Higgins pulled alongside in his sedan, and Michael got in. “How much time does Tiffany have on us?”
“At least an hour,” the agent replied, “but I never saw him at the substation. Which way?”
“Just across the boulevard.” As they sped toward the hospital, Michael lifted his pant leg and then a corner of the bandage to inspect his wound by the dashboard lights. He was not encouraged by the sight, but the problem now was time. He didn’t have enough of it to convince Tiffany’s fellow deputies that it had been an execution, not a justifiable shooting, and Higgins and he would have to handle the takedown on their own. That mean they couldn’t cast a wide net for the sniper. Instead, they would have to gamble on Tiffany’s next move.

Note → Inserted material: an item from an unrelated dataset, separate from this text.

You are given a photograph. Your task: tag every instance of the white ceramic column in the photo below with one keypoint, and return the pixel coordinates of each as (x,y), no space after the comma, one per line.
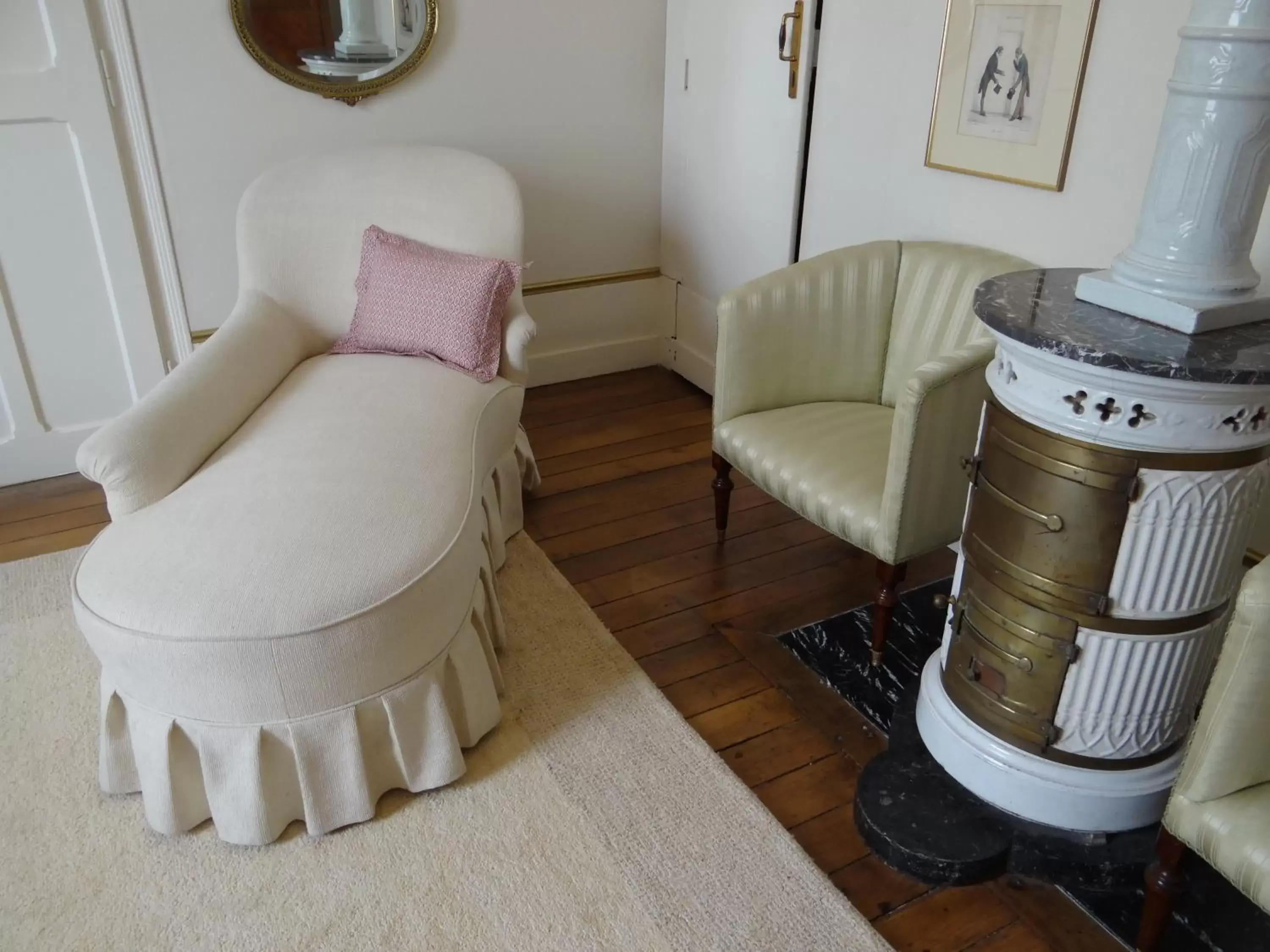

Michael’s best guess was that the man would use the coming hours to tidy up some loose ends, dispose of that which had not been permanently disposed, and otherwise batten down the hatches against the legal assault that was coming his way. His fellow cops would defend him only to a point. Their covering for him thus far was tribal, but that loyalty would fray as they learned what Tiffany had done for Joanna Wallace over the past several months.